Credit goes to Sam Mardon. Head over to the concept art page to see it along with the rest of the work.
It took me rather a long time to come up with the concept of The Alpha Invention. I knew that I wanted to make a short movie set in a single location with only a few characters, preferably two, three maximum - what is known as a chamber piece.
The reasons for my desire to do this are twofold. Firstly, it saves money and time, as you only have to hire one location or build one set and you reduce the number of necessary company moves (transporting all cast & crew).
Secondly, I love those kind of movies. In everything from 12 Angry Men and Rope to Moon and Buried (which is arguably the uttermost example) there is a palpable sense of drama in every scene driven by an uneasy feeling of something close to claustrophobia, because the outside world remains just that, on the outside, unexplored and therefore unknown.
For this reason, single-locations are a device used to a great extent in the horror genre. Sam Raimi even put the audience in the shoes of that oppressive "outside world" in The Evil Dead with his famous "Shaky Cam". However, I knew horror was not the genre I wanted to tackle, not because I have any less respect for it than other genres but simply because single locations are such a tried and mastered technique in horror I felt there were greener pastures elsewhere.
Initially I wrote a gangster short which never really took off. I also wrote something of a heist scene, but it felt exactly that, a scene from a feature film rather than something that deserved to be a short in its own right. The same was true of the next short I wrote which had a science-fiction twist to it; it became much too big for its own boots and has since become a feature length screenplay.
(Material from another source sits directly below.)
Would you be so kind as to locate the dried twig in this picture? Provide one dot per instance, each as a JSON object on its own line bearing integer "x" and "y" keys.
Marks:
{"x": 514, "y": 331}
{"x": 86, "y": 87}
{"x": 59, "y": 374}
It was somewhere between revisiting The Big Sleep and Heat that I recognised a potential ground for exploiting the single location technique - in noir fiction. Now, both of those films have many, many locations which the protagonists leap to and from as they solve the case, but both equally have beautifully quiet moments of stillness. Staring out at a gloomy ocean or entering the suspect's silent house moments before he arrives back. The bittersweet melancholy that these scenes evoke are something of a noir genre trope and you almost wish that they would linger for a little longer like a painting or an entry in IWDRM.
And in a single location movie, even a short that lasts no longer than fifteen minutes, you do get to linger there. Every corner of the set will be visible at one point or another, the audience can get to know the main character's apartment just as well as he does. Meanwhile, the lashing rain enforces the oppressive nature of the unseen world outside which renders it as unfamiliar to us as it is to a hermit obsessive computer programmer like Guy.
Noir jumped out as the perfect platform for the single location short. Onto writing it...
Last week I talked about the test shoot that we conducted to find the appropriate look for the film. The basis of which came from the concept art that Sam Mardon created for us.
I found Sam’s website and liked the look of his other work so simply sent him an email explaining our project and if he would be interested in working on it. He did and we got straight to work developing the first piece of art.
Most of the film will be shot from behind Guy’s computer so I wanted to get a visualisation of that first to show the crew. To form a brief I sent Sam notes on the colour, the props and Guy’s build and appearance. I also sketched a very rudimentary map of the apartment (this is before I’d made a 3D model) so that Sam understood the geography of the set that was in my head, and attached a mood board which is an assortment of photos, all from other films, to convey the… well, mood. It looks like this…
Finally, I attached the script to give Sam an understanding of what he was drawing – some context. This is what I got back…
Which obviously looks great and ticked most of the boxes right out of the gate (many more so than I was expecting actually). I just gave a few bits of feedback regarding the windows being bigger, the light being emphasised, a few more details on the computer and giving Guy a notepad to draw on. And…
The second piece of concept art had to convey two key things – a reverse angle which is naturally another important shot; and a key piece of set dressing, the map on Guy’s wall. Without giving too much away I can say that this is a “tree of life” of sorts that Sam designed and dropped into his artwork.
This will be made into full scale mural by the art department for shooting and placed on that very wall. It will serve us well for inserts and cutaways and once you've seen the film it might make a bit more sense on second viewing.